Wednesday, Oct. 31, an Iranian Revolutionary Guards (IRGC) spokesman contradicted comments made two days earlier by IDF Northern Command chief Maj. Gen. Yair Golan, who said the unmanned aircraft had not been able to take photos as Iran claimed, because “I don’t think there was a camera there.”

IRGC spokesman Brig. Gen. Ramezan Sharif retorted: “The fact that we have obtained the images of many areas that are important for us is the proof that we have conducted a successful mission,” he said.

Debkafile’s  military sources: This was the first public admission by an Iranian official that the IRGC was indeed behind the drone’s launching from Lebanon into Israel’s air space from the Mediterranean Sea. It was shot down over the Negev desert after several hours.

After the intrusion, Hizballah leader Hassan Nasrallah said his movement had sent the drone and that the aircraft was “Iranian-built and assembled in Lebanon.”

On Sept. 16, the IRGC chief Gen. Ali Jaafari announced that units of Al Qods Brigade, the corps’ intelligence and terror arm, had taken up position Lebanon.

Lebanese President Gen. Michel Sleiman’s angry request for clarifications from Tehran has never been answered. Neither US nor Israel reacted to this infringement of Lebanese sovereignty, or to the placement of Iranian soldiers in areas bordering Israel.

The IRGC official’s statement Wednesday actually confirmed the charge that Iran was using Lebanese territory for operations against Israel and that the stealth unmanned aircraft was the precursor of direct military operations. In his words, “They (Israelis) must know that we possess the information we need on necessary areas in case a particular situation arises” – indicating those areas would be targeted for Iranian retaliation in the event of an Israeli attack on Tehran’s nuclear sites.

His comments were released just hours after French President Francois Hollande received Israeli Prime Minister Binyamin Netanyahu at the Elysée in Paris.
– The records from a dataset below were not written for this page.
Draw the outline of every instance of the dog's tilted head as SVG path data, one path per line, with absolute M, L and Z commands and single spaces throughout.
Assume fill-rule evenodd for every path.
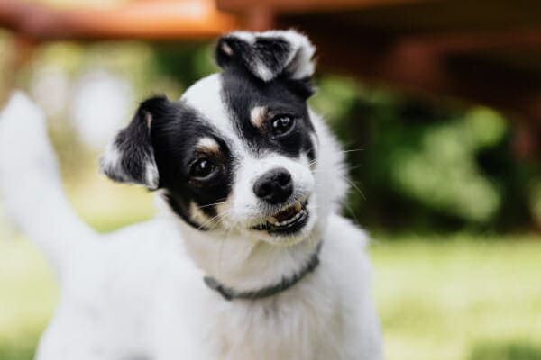
M 102 158 L 114 180 L 161 189 L 194 229 L 294 244 L 316 222 L 315 49 L 293 31 L 221 38 L 223 68 L 178 102 L 143 102 Z

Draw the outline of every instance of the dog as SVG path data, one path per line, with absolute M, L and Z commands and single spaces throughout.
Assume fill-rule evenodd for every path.
M 314 53 L 295 31 L 232 32 L 221 72 L 142 103 L 101 170 L 159 213 L 105 235 L 70 208 L 41 110 L 12 95 L 0 188 L 60 287 L 38 359 L 383 357 L 368 238 L 339 215 L 344 152 L 307 104 Z

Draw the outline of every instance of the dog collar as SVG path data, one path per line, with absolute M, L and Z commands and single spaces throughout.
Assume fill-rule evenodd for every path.
M 275 285 L 263 287 L 252 292 L 237 292 L 234 289 L 222 285 L 214 277 L 205 276 L 203 280 L 209 288 L 220 292 L 224 299 L 228 301 L 234 299 L 256 300 L 274 296 L 295 285 L 297 283 L 302 280 L 307 274 L 313 272 L 316 267 L 317 267 L 319 265 L 319 252 L 321 250 L 321 245 L 322 242 L 317 245 L 316 251 L 314 251 L 314 254 L 312 254 L 308 262 L 302 269 L 300 269 L 299 272 L 296 273 L 290 277 L 282 277 L 282 280 Z

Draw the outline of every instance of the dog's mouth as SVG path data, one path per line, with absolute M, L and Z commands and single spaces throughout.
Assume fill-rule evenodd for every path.
M 308 221 L 309 212 L 307 205 L 307 201 L 296 201 L 287 208 L 267 217 L 265 222 L 252 229 L 270 234 L 293 234 Z

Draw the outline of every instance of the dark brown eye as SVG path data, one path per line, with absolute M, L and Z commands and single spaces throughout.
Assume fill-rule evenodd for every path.
M 199 158 L 191 166 L 191 177 L 197 180 L 210 178 L 216 172 L 216 166 L 206 158 Z
M 272 132 L 275 135 L 288 133 L 295 124 L 295 119 L 289 115 L 278 115 L 272 119 Z

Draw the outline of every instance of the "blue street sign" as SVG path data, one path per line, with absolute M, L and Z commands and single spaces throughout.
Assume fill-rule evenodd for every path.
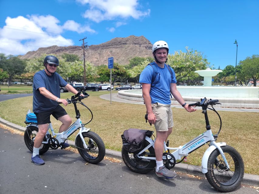
M 113 57 L 108 58 L 108 68 L 109 69 L 113 68 Z

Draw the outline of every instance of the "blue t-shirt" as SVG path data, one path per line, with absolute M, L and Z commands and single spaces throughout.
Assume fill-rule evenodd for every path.
M 57 73 L 49 75 L 43 70 L 35 73 L 33 77 L 33 112 L 40 112 L 52 110 L 58 105 L 55 100 L 41 94 L 39 88 L 45 88 L 53 95 L 60 98 L 60 87 L 64 87 L 67 84 L 67 83 Z
M 172 72 L 172 77 L 171 74 L 165 65 L 164 68 L 160 67 L 155 63 L 155 65 L 157 68 L 157 72 L 160 74 L 159 81 L 150 88 L 150 95 L 151 103 L 159 102 L 163 104 L 170 104 L 170 85 L 172 83 L 176 83 L 176 80 L 174 71 L 171 67 Z M 155 69 L 155 68 L 154 68 Z M 139 78 L 139 82 L 151 84 L 153 75 L 153 68 L 151 65 L 147 65 L 141 72 Z

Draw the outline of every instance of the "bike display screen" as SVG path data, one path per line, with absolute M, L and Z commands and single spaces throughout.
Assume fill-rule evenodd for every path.
M 200 104 L 204 104 L 204 103 L 205 102 L 205 101 L 206 100 L 206 98 L 204 98 L 200 102 Z

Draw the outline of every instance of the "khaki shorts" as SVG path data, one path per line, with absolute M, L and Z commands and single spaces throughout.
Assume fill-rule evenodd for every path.
M 171 104 L 156 102 L 152 104 L 151 105 L 156 119 L 155 127 L 157 131 L 167 131 L 169 128 L 174 126 Z

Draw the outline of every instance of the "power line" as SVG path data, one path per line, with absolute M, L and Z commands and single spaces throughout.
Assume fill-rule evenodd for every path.
M 80 39 L 79 41 L 80 41 L 83 40 L 83 44 L 82 44 L 82 47 L 83 49 L 83 79 L 84 79 L 84 85 L 85 86 L 86 86 L 86 77 L 85 77 L 85 54 L 84 52 L 84 49 L 85 48 L 88 48 L 88 45 L 87 45 L 87 42 L 86 42 L 85 44 L 84 39 L 86 39 L 86 37 L 85 37 L 83 38 Z

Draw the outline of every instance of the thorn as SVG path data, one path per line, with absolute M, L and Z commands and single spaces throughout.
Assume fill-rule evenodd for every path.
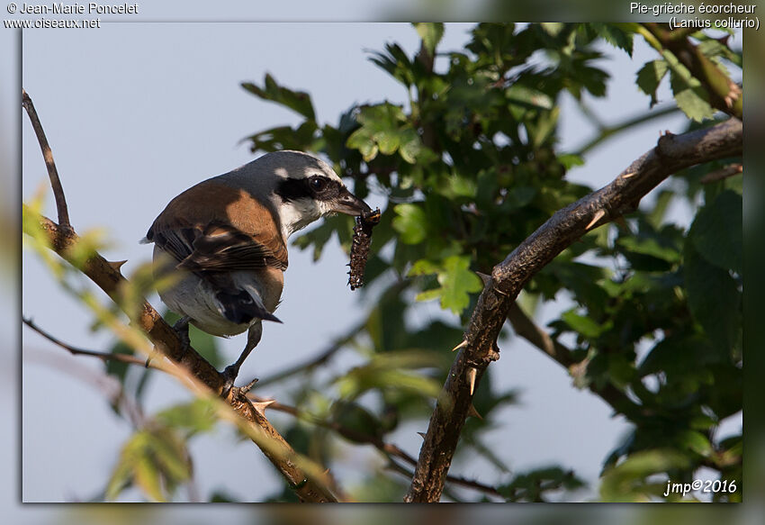
M 260 401 L 260 402 L 251 402 L 252 406 L 255 408 L 255 412 L 259 413 L 262 416 L 266 415 L 266 409 L 269 404 L 274 404 L 276 403 L 275 399 L 269 399 L 268 401 Z
M 590 230 L 592 226 L 595 225 L 598 221 L 602 219 L 606 215 L 606 210 L 600 209 L 595 212 L 595 216 L 592 218 L 592 221 L 590 222 L 590 224 L 585 227 L 585 230 Z
M 115 272 L 119 272 L 120 268 L 122 267 L 122 265 L 128 262 L 128 259 L 125 260 L 107 260 L 106 264 L 112 267 L 112 269 Z
M 454 351 L 459 350 L 460 348 L 464 348 L 466 346 L 467 346 L 467 339 L 463 339 L 463 342 L 461 342 L 460 344 L 455 346 L 454 348 L 452 348 L 452 351 L 454 352 Z
M 471 367 L 467 369 L 467 379 L 470 381 L 470 394 L 472 395 L 472 391 L 475 389 L 475 375 L 478 374 L 478 369 Z
M 478 411 L 475 410 L 475 405 L 472 404 L 472 403 L 470 403 L 470 408 L 467 409 L 467 417 L 471 417 L 471 416 L 472 416 L 474 418 L 478 418 L 479 420 L 483 420 L 483 418 L 481 417 L 481 414 L 478 413 Z
M 486 274 L 482 274 L 481 272 L 475 273 L 478 275 L 479 277 L 481 277 L 481 280 L 483 281 L 484 286 L 489 284 L 489 281 L 491 280 L 491 276 L 487 276 Z

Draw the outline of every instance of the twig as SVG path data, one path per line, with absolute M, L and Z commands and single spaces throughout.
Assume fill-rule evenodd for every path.
M 69 210 L 67 207 L 67 199 L 64 197 L 64 186 L 61 186 L 61 179 L 58 178 L 58 170 L 56 168 L 56 162 L 53 160 L 53 152 L 48 144 L 48 139 L 45 136 L 45 131 L 42 130 L 40 117 L 37 116 L 34 104 L 24 89 L 22 89 L 22 105 L 27 111 L 32 127 L 37 135 L 37 141 L 40 142 L 40 149 L 42 150 L 42 158 L 45 159 L 45 167 L 48 168 L 48 177 L 50 178 L 50 187 L 53 189 L 53 196 L 56 199 L 58 225 L 62 228 L 69 229 L 72 227 L 69 222 Z
M 64 358 L 64 354 L 47 355 L 47 352 L 44 353 L 38 348 L 24 345 L 23 359 L 25 363 L 30 361 L 41 363 L 58 371 L 66 372 L 84 383 L 92 385 L 106 396 L 112 405 L 120 407 L 121 413 L 127 414 L 127 418 L 133 428 L 140 428 L 145 424 L 145 416 L 140 405 L 134 398 L 125 393 L 122 385 L 115 377 L 106 375 L 103 370 L 86 367 L 81 364 L 81 361 L 73 361 L 68 358 L 63 361 Z
M 698 80 L 709 95 L 712 107 L 742 118 L 743 94 L 723 69 L 707 58 L 687 35 L 677 33 L 669 25 L 645 23 L 637 25 L 637 32 L 662 56 L 671 53 Z
M 690 166 L 741 155 L 742 126 L 732 118 L 682 135 L 668 133 L 655 148 L 633 162 L 607 186 L 555 213 L 494 267 L 478 298 L 464 340 L 447 375 L 420 448 L 411 486 L 404 501 L 437 502 L 457 447 L 472 396 L 472 381 L 480 381 L 500 358 L 497 338 L 510 306 L 526 284 L 559 253 L 584 235 L 592 218 L 598 224 L 635 210 L 640 200 L 670 174 Z
M 348 332 L 338 338 L 335 342 L 329 345 L 327 348 L 321 351 L 315 358 L 312 358 L 303 363 L 300 363 L 293 367 L 290 367 L 281 372 L 276 372 L 273 376 L 269 377 L 266 377 L 265 379 L 259 379 L 257 381 L 258 388 L 265 386 L 266 385 L 270 385 L 272 383 L 276 383 L 277 381 L 281 381 L 291 376 L 294 376 L 295 374 L 300 374 L 301 372 L 306 372 L 320 367 L 328 361 L 340 348 L 342 348 L 349 340 L 351 340 L 358 332 L 364 330 L 365 326 L 365 322 L 361 322 L 356 326 L 353 327 Z
M 513 330 L 518 335 L 530 342 L 532 345 L 547 354 L 556 363 L 568 369 L 570 372 L 572 367 L 580 365 L 572 358 L 571 350 L 558 341 L 553 339 L 550 335 L 537 326 L 534 321 L 528 317 L 523 310 L 518 305 L 517 302 L 513 302 L 508 312 L 508 321 L 513 327 Z M 608 403 L 617 412 L 626 412 L 630 406 L 634 406 L 634 403 L 630 401 L 629 397 L 621 390 L 611 385 L 605 385 L 601 388 L 597 388 L 594 384 L 590 384 L 590 392 L 599 396 L 603 401 Z
M 284 403 L 279 403 L 277 401 L 266 399 L 265 397 L 260 397 L 258 395 L 248 394 L 248 397 L 256 403 L 268 403 L 268 410 L 274 410 L 274 411 L 276 411 L 276 412 L 288 413 L 288 414 L 292 415 L 296 418 L 302 418 L 302 417 L 304 416 L 304 414 L 302 412 L 301 412 L 301 411 L 297 407 L 294 407 L 294 406 L 292 406 L 292 405 L 289 405 L 289 404 L 284 404 Z M 330 430 L 334 430 L 334 431 L 338 432 L 338 434 L 340 434 L 341 436 L 343 436 L 344 438 L 351 439 L 354 442 L 372 445 L 373 447 L 377 448 L 380 452 L 384 454 L 385 457 L 388 457 L 389 459 L 391 457 L 398 457 L 398 458 L 405 461 L 406 463 L 409 463 L 412 466 L 417 465 L 417 459 L 415 459 L 412 456 L 408 454 L 406 451 L 402 450 L 398 445 L 394 445 L 392 443 L 387 443 L 387 442 L 383 441 L 381 438 L 378 438 L 376 436 L 370 436 L 369 434 L 365 434 L 364 432 L 359 432 L 358 430 L 347 429 L 347 428 L 343 427 L 342 425 L 340 425 L 337 422 L 334 422 L 334 421 L 327 421 L 320 420 L 319 418 L 313 418 L 313 417 L 310 418 L 309 421 L 311 423 L 318 425 L 320 427 L 328 429 Z M 410 477 L 411 477 L 411 475 L 410 475 Z M 493 496 L 496 496 L 496 497 L 500 497 L 500 498 L 503 497 L 496 488 L 494 488 L 490 485 L 482 484 L 482 483 L 475 481 L 475 480 L 467 479 L 467 478 L 464 478 L 464 477 L 462 477 L 462 476 L 458 476 L 458 475 L 447 475 L 446 476 L 446 482 L 454 484 L 461 485 L 461 486 L 464 486 L 464 487 L 471 488 L 471 489 L 473 489 L 473 490 L 476 490 L 476 491 L 479 491 L 479 492 L 482 492 L 482 493 L 485 493 L 487 494 L 490 494 L 490 495 L 493 495 Z
M 130 365 L 139 365 L 140 367 L 146 367 L 146 359 L 141 359 L 140 358 L 136 358 L 135 356 L 130 356 L 130 354 L 113 354 L 108 352 L 98 352 L 95 350 L 86 350 L 85 348 L 78 348 L 76 347 L 73 347 L 69 344 L 65 343 L 61 339 L 56 338 L 51 335 L 50 332 L 45 331 L 41 328 L 40 328 L 37 324 L 34 323 L 31 319 L 26 317 L 22 318 L 22 321 L 30 327 L 32 330 L 52 342 L 56 344 L 65 350 L 68 350 L 73 356 L 91 356 L 94 358 L 98 358 L 104 363 L 107 361 L 120 361 L 122 363 L 128 363 Z M 150 364 L 149 364 L 150 366 Z
M 585 106 L 580 106 L 582 111 L 585 111 L 584 107 Z M 680 109 L 678 109 L 678 107 L 675 105 L 671 105 L 669 107 L 656 109 L 650 113 L 629 118 L 612 126 L 600 124 L 598 128 L 598 133 L 595 137 L 585 142 L 584 145 L 581 146 L 579 149 L 577 149 L 576 155 L 581 157 L 582 155 L 594 149 L 596 146 L 599 146 L 600 143 L 604 142 L 608 139 L 610 139 L 616 133 L 624 131 L 625 130 L 632 128 L 633 126 L 643 124 L 651 122 L 654 119 L 658 119 L 676 113 L 680 113 Z
M 743 166 L 742 166 L 740 163 L 728 164 L 727 166 L 724 166 L 720 169 L 710 171 L 709 173 L 702 177 L 701 184 L 712 184 L 713 182 L 717 182 L 718 180 L 723 180 L 724 178 L 734 177 L 734 175 L 738 175 L 742 172 L 743 172 Z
The issue of a nuclear Iran topped their agenda.

Ahead of their meeting, Netanyahu told French reporters: “Five minutes after an attack on the Iranian nuclear program, a sense of relief would spread across the Middle East.”

Debkafile’s military and intelligence sources say that by the verbal duel, Jerusalem and Tehran are trying to find out how much the other has discovered in the wake of the drone’s expedition into Israeli airspace: Iran wants to know what Israeli cyber warfare and air force experts have learned from the downed intruder, while Israel is trying to figure out what intelligence, if any, it transmitted to the Iranian cyber warfare experts and IRGC controlling the drone operation from Hizballah security headquarters in southern Beirut.

Maj. Gen. Golan threw out a hint, when he said the Iranian aerial vehicle “could fly over Israel for a long time, which could develop into filming abilities.” In other words, the Iranians may have assembled images with the help of simulation equipment other than cameras.

The Revolutionary Guard spokesman’s comment that “we possess the information we need” fits in with the Israeli general’s remark.

Also suggested by the Iranian general’s comments, say Debkafile’s Western intelligence sources, is the suspicion in Tehran that their drone was not shot down by Israeli missiles, as officially reported, but downed intact with very minor damage by a joint operation of the Israel Air Force and cyber warfare experts. Now, Tehran is trying to reconstruct how much the Israelis learned from the equipment it carried.